Learning to see differently
- Where did you feel pressure to arrive at a clear explanation quickly? What drove it — and did it affect what you continued to notice?
- Under clinical pressure, where do you tend to sit — toward rigid certainty or toward paralysis? What pushes you each way?
- What would it look like to stay genuinely curious about this case without becoming vague or losing direction?
The formal structure
- State the three foundational propositions in your own words. What do they mean for how you approach a complex case?
- Complete a pattern map for your example: presenting pattern, surrounding conditions, one maintaining loop, protective conditions, leverage points.
- How would you use this model in a supervision discussion, a progress note or a report formulation? Write a brief example.
AHPRA guidance for self-directed learning
AHPRA requires occupational therapists to complete twenty hours of CPD per registration year. Self-directed learning counts toward this requirement. To be valid and auditable, self-directed CPD should be documented with the activity title, provider, date, learning outcomes, hours claimed and a reflective statement connecting the learning to practice.

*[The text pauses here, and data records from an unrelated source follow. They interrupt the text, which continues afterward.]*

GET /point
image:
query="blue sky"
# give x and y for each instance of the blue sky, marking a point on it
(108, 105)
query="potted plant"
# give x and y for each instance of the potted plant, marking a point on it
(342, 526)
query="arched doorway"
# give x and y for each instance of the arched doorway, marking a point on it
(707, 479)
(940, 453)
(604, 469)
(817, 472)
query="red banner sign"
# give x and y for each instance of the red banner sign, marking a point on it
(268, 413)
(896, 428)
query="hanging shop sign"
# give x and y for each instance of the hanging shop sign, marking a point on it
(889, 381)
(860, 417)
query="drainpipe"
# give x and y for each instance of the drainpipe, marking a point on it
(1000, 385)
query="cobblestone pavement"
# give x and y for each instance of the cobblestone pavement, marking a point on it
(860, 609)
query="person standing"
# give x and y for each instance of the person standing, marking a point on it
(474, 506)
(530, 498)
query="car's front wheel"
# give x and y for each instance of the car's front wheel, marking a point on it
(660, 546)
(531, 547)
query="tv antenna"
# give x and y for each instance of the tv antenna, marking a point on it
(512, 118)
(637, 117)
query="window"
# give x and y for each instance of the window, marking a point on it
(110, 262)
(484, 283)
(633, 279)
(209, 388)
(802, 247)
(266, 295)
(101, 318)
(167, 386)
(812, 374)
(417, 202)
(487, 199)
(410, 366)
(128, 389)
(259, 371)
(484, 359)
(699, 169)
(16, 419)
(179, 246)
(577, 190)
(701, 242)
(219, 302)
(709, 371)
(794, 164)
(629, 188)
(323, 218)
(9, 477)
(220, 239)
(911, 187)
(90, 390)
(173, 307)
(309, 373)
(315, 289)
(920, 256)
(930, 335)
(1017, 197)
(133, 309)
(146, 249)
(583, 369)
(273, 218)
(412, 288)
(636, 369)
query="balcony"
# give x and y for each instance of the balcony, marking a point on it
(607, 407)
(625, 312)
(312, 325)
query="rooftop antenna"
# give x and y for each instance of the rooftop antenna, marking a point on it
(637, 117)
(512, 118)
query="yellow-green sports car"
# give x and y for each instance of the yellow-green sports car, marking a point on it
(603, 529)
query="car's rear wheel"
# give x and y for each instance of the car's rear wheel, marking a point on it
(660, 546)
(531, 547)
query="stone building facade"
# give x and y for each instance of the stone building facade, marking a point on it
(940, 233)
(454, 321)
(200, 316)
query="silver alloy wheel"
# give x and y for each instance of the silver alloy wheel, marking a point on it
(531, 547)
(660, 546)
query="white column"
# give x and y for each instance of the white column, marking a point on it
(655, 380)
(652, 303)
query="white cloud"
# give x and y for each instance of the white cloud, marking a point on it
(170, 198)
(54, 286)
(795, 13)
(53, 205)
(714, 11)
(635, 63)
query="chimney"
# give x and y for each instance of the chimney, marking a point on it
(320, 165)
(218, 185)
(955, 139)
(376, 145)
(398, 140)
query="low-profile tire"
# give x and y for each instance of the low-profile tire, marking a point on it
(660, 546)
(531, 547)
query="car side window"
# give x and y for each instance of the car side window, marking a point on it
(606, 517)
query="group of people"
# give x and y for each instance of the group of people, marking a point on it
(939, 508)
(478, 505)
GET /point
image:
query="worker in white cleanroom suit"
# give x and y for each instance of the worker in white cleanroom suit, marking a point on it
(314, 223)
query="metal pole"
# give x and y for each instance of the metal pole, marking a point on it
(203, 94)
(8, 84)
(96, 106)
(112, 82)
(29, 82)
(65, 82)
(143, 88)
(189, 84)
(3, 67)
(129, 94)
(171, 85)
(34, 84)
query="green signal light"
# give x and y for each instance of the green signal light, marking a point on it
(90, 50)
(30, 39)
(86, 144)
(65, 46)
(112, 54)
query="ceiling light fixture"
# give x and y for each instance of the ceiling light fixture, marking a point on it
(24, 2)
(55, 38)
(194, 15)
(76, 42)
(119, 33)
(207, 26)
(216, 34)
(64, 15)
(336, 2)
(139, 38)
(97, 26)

The Seeds OT Model CPD module provides all of this through the reflection log, guidebook and certificate. The certificate includes the self-declaration statement, AHPRA domain mapping and learning outcomes. The reflection log provides the substantive reflective record. Together they constitute adequate documentation for an AHPRA audit. The learning maps to:
The most useful thing this module can do is help you see one current case a little more clearly. Not resolve it, not provide a definitive answer — just make the conditions surrounding the pattern more visible, and give you a clearer sense of where to begin.